<頑張れテレビ>BS1スペシャル「ラストトーキョー“はぐれ者”たちの新宿・歌舞伎町」

テレビは「オワコン」だと言う人がいる。

私は全然そうは思わない。

テレビは70年に渡って時代を切り取ってきた。映画とも違う。新聞とも違う。テレビは「何でもあり」の世界なのだ。

かく言う私も、近頃、テレビを見る時間が減っている。「つまらない」と思う番組も多い。もともと私がターゲットとされていない番組が「つまらない」のは仕方がない。それは別の種類の人を楽しませるための番組だからだ。でも、私がターゲットに含まれるはずの番組が「つまらない」のは許しがたい。それは制作者の怠慢であり、安易に他者の真似をする姿勢が透けて見えるからだ。

そこで、テレビに関するシリーズを立ち上げることにした。

<頑張れテレビ>

私が面白いと思った番組をこのブログ上に書き残すことを目的とする。

インターネット全盛の時代にあっても、テレビが持つ同時代性や共感力は社会にとって必要だと信じるからだ。一つでも多くの面白いテレビ番組が生まれることを願って・・・。

1回目に取り上げる番組は、NHK−BSで放送されたBS1スペシャル「ラストトーキョー “はぐれ者”たちの新宿・歌舞伎町」というドキュメンタリーだ。

たまたまテレビをつけた時に再放送されていて、釘付けになった。

この番組の公式サイトへのリンクをここに貼っておく

でも、近い将来、ネット上から消えてしまうかもしれないので、そのサイトに書かれた紹介文を引用しておく。

私は東京・新宿のほど近くで生まれ育った。幼い頃、新宿で麻雀店を営む母親に言われたことがある。「歌舞伎町には絶対に入るな」。歌舞伎町は、ヤクザや風俗嬢、ホームレスなど“はぐれ者”たちが生きるアジア最大級の歓楽街。しかし私にはずっと、近くて遠い街だった。今、東京オリンピックパラリンピックを前に再開発が加速。母が生きてきた世界は、はぐれ者たちの営みや居場所は、どうなってしまうのか。
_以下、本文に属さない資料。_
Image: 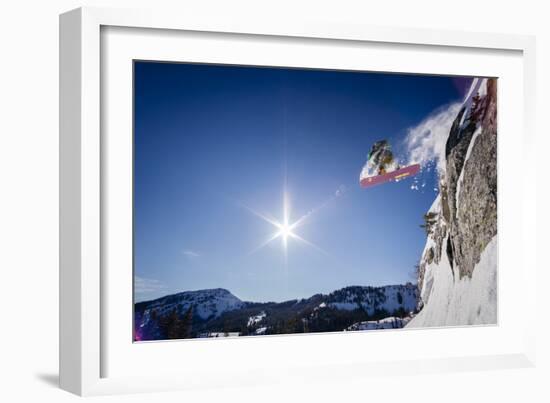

私は小さい頃から足を踏み入れたことがなかった歌舞伎町への潜入を決めた。そこで出会ったのは、ギャンブル依存や精神疾患を抱えながら雑居ビルで俳句を詠む人々、タイガーマスクのお面で新聞を配るおじさん、日雇い労働者たちが集まって演じる野外芝居の集団。そして私の母・佳江も、浮き沈みの激しいこの街で波瀾万丈の人生を生きてきたことを知る。周りに流されず、我が道を生きる人たちとの出会いによって、私は“あること”に気づいていった。ディレクターの私・柚木映絵が歌舞伎町に潜入、変化の波にさらされる「ラストトーキョー」に生きる人々の姿を記録しながら、「失ってはいけないもの」を探るセルフドキュメンタリー。

【出演】柚木佳江,柚木次郎,歌舞伎町俳句一家屍派,新宿タイガー,水族館劇場,小林清二

NHK公式サイトより

この作品は、NHKの女性ディレクターが歌舞伎町で長年麻雀店を営む自分の母親を主人公に据えたセルフドキュメンタリーである。

母親の名前が佳江さん。

複雑な家庭で育ち、学生運動に参加するため新宿と出会った。この街で生きていくと決め、20代で借金をして麻雀店を始めた。今では歌舞伎町で3軒のお店を経営し、少なくない従業員を雇っている。

自分も従業員もお客さんも高齢化する中で店をたたむことを考え始めた佳江さん。彼女は娘には同じ道を歩かせたくないと、教育に力を注ぎ、娘は無事に安定した職業に就いた。

ただ娘にも悩みがあった。敷かれたレールを走ってきて30代を迎えた自分に空虚さを感じ、母親や歌舞伎町の住人を取材することで、自分の存在を確認しようと取材を始める。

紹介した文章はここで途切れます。